Também em 2005, os sul coreanos mostram ao mundo o primeiro clone de um cão adulto, que foi chamado de Snuppy. A novidade está na maior dificuldade que a clonagem de um cão exige por causa da fisiologia reprodutiva única desse animal, que reduz a qualidade e a quantidade dos óvulos utilizados no processo. Os genes de Snuppy foram retirados de uma única célula da orelha de um cachorro adulto. A descoberta foi considerada a invenção mais espetacular de 2005, de acordo com a revista norte-americana Time, que seleciona anualmente os projetos que podem ter grande impacto na sociedade (PARK, 2005).

No Brasil, em maio de 2005, a Embrapa anuncia a produção de dois clones da raça bovina Junqueira, sendo ambas, Porã e Potira, clones da mesma fêmea.

Em 2013, uma equipe de cientistas de Oregon, nos EUA, anunciou que conseguiu reprogramar células da pele humana para que atuem como células-tronco, o que pode abrir caminho para a clonagem com fins terapêuticos de órgãos humanos. Os cientistas acreditam que as células-tronco poderiam ser usadas para substituir as células danificadas por doenças ou lesões, e para tratar males como o Parkinson, a esclerose múltipla, as doenças cardíacas e as lesões na medula espinhal.

O histórico em questão demonstra que as pesquisas não cessam e evoluem a cada dia, demonstrando a rapidez das revoluções operadas pelas ciências biomédicas e o surgimento de difíceis questões ético – jurídicas, não podendo o direito deixar de se manifestar diante de tal realidade.

 

3 CLONAGEM: PRECISÕES CONCEITUAIS

Antes de adentrar no funcionamento técnico da clonagem, é necessário fazer uma breve conceituação: o termo clone foi criado em 1903 pelo botânico Herbert J. Webber enquanto pesquisava plantas no Departamento de Agricultura dos Estados Unidos. Segundo Webber (1903), o termo vem da palavra grega Klón, que significa broto vegetal. É basicamente um conjunto de células, moléculas ou organismos descendentes de uma célula e que são geneticamente idênticas a célula original (DINIZ, 2009).

Desta forma, a clonagem é um processo de reprodução assexuada, onde são obtidos indivíduos geneticamente iguais (microorganismo, vegetal ou animal) a partir de uma célula-mãe. É um mecanismo comum de propagação de espécies de plantas, bactérias e protozoários. Em humanos, os clones naturais são gêmeos univitelinos, seres que compartilham do mesmo DNA, ou seja, do mesmo material genético originado pela divisão do óvulo fertilizado.

Cabe aqui, fazer-se a distinção entre as clonagens reprodutiva e terapêutica, relembrando que apenas a primeira será objeto do presente estudo.

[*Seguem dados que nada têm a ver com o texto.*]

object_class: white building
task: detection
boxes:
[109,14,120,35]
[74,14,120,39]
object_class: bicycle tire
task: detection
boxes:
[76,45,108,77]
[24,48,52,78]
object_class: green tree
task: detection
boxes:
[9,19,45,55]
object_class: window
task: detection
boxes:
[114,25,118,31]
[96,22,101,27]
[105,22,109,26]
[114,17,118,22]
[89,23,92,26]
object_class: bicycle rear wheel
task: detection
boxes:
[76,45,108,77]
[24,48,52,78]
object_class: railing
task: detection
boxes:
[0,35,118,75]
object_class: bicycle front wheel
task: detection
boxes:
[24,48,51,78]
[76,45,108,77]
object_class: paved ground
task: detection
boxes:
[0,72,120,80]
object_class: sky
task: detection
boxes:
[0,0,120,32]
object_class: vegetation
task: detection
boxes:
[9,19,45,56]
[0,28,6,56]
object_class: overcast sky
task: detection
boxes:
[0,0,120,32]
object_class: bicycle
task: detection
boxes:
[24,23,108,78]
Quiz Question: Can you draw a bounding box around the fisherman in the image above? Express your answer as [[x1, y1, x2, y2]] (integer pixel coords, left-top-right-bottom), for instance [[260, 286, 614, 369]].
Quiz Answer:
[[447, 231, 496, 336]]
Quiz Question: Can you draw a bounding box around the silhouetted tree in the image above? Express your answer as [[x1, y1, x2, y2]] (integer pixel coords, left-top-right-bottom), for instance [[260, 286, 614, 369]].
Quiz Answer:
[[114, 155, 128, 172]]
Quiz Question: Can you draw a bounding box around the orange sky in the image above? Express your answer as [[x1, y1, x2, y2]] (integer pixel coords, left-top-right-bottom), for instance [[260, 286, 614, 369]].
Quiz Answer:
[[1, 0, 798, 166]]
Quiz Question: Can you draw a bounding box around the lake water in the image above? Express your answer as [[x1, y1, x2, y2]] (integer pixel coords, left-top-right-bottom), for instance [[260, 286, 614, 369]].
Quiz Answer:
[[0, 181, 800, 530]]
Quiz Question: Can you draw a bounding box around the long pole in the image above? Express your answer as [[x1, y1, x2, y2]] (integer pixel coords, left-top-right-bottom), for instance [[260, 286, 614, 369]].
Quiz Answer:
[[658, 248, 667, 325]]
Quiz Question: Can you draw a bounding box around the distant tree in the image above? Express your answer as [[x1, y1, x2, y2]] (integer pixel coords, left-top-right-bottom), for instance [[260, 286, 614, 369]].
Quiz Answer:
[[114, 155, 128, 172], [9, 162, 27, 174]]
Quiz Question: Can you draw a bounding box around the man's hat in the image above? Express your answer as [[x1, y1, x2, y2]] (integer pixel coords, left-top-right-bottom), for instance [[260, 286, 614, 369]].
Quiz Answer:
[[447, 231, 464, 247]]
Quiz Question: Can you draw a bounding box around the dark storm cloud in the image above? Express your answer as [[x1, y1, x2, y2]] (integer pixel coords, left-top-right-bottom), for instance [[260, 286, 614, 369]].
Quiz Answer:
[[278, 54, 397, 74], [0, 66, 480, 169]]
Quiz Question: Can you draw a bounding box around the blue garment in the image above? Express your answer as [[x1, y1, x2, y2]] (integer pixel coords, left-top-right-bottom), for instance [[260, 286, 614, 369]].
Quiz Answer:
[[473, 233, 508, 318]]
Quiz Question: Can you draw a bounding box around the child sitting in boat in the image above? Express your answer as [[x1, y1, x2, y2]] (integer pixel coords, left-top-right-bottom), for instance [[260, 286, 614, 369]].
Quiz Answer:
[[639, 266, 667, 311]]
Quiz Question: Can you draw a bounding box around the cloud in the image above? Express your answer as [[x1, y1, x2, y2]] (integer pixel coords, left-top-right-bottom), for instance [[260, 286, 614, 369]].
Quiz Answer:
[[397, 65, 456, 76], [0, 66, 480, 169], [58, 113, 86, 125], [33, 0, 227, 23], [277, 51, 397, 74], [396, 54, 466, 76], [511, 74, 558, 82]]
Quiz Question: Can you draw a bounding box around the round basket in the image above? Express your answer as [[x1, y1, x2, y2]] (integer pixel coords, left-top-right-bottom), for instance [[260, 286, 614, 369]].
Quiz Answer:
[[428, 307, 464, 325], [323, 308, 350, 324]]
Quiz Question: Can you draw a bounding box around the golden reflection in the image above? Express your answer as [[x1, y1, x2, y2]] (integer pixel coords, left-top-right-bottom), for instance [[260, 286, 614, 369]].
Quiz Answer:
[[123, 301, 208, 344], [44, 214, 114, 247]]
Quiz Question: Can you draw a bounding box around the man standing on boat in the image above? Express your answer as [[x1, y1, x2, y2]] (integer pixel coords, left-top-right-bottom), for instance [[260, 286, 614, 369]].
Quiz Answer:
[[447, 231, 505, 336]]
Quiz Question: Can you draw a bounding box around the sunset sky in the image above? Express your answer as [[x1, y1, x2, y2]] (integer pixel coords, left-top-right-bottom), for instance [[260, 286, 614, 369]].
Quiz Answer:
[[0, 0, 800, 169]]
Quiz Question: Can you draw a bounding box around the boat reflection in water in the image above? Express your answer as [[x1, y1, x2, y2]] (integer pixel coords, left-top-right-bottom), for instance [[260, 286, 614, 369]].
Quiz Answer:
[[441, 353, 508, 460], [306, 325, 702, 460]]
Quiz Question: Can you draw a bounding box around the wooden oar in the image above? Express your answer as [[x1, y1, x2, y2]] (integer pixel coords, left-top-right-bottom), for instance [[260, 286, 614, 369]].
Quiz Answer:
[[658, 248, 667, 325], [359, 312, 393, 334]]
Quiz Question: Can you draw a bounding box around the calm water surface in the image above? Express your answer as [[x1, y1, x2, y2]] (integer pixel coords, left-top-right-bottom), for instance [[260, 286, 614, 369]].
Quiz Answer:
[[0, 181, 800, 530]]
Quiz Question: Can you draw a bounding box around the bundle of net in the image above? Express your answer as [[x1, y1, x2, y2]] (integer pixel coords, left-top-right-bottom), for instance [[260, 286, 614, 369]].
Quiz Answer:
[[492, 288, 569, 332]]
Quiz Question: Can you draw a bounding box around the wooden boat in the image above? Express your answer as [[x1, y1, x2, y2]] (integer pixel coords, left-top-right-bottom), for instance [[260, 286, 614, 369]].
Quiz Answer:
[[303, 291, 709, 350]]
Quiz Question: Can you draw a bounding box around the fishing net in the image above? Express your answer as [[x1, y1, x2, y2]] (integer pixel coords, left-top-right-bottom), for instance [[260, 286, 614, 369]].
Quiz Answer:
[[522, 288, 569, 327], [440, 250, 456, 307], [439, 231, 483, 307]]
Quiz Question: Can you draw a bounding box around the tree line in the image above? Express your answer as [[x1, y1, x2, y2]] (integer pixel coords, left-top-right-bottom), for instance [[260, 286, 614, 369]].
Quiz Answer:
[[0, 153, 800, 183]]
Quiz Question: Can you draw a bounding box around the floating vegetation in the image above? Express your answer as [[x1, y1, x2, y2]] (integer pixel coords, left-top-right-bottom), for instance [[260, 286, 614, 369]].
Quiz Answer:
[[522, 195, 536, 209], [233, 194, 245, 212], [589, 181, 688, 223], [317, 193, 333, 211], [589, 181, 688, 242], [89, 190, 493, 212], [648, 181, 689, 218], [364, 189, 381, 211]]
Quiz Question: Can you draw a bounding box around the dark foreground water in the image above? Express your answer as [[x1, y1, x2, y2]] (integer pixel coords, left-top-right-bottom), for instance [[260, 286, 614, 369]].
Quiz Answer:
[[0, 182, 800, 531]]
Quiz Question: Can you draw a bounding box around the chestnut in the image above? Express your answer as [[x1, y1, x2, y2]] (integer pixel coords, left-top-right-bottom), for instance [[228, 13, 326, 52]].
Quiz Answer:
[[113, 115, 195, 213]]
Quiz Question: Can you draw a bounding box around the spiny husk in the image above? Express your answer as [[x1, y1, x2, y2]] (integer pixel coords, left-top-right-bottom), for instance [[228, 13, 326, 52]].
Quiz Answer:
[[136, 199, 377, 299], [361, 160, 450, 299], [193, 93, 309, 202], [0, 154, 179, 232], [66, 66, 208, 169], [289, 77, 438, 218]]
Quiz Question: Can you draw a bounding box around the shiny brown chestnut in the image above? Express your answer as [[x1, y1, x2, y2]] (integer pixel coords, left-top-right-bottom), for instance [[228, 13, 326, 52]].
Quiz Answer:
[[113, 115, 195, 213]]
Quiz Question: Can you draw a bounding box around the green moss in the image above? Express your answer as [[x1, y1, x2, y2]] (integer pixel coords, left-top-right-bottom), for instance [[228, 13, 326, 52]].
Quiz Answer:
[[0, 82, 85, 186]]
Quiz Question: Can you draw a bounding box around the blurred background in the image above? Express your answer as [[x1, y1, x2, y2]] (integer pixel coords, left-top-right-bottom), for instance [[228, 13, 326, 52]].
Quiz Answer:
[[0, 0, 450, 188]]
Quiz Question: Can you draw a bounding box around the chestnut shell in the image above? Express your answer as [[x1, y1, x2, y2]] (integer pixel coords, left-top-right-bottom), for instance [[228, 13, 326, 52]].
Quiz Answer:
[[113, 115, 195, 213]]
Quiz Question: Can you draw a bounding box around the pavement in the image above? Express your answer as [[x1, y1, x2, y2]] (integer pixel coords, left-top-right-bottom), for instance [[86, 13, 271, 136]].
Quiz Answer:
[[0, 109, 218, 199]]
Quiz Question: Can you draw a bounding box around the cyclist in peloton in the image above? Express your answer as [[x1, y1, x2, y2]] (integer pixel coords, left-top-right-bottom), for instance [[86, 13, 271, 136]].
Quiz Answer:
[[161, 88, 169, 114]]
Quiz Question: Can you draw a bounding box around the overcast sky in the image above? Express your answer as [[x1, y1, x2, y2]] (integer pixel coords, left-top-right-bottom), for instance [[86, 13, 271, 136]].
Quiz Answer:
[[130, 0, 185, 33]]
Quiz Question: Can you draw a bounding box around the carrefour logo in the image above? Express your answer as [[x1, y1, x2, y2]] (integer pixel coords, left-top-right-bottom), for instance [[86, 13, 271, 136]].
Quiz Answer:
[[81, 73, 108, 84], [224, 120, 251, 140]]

Pode-se observar que o destino dado ao ente clonado é uma das principais diferenças entre as clonagens terapêutica e reprodutiva: no primeiro caso, o embrião seria a fonte de colônia de células-tronco e teria sua existência restrita ao âmbito laboratorial. Na clonagem reprodutiva, o destino do embrião é ser implantado no útero de uma mulher, para que seu desenvolvimento seja levado a termo, surgindo daí uma pessoa humana, dotada de vida social.

A clonagem reprodutiva objetiva criar uma cópia idêntica de um ser humano. Seria como um gêmeo idêntico, porém, nascido anos ou décadas depois. Foi através de um processo de clonagem reprodutiva que foi criada a ovelha Dolly, como será a seguir explicitado.

Em relação à clonagem terapêutica, observa-se que os seres vivos são concebidos a partir da multiplicação de uma única célula ovo, contendo em seu DNA toda a informação hereditária. Antes de começarem a se dividir e se diversificar para formar os tecidos do corpo, as células do embrião são indiferenciadas.

A clonagem terapêutica tem como objetivo principal reorientar essa única célula a produzir um determinado conjunto de células ou um tecido: é a chamada célula tronco. Assim, elas podem funcionar como um “curinga” de órgãos doentes, ajudando a substituir seus órgãos degenerados. No caso de alguém que fosse portador de uma doença como a leucemia, por exemplo, e necessitasse de um transplante de medula, ele poderia ser o doador para ele mesmo, não correndo o risco de rejeição, graças à clonagem terapêutica.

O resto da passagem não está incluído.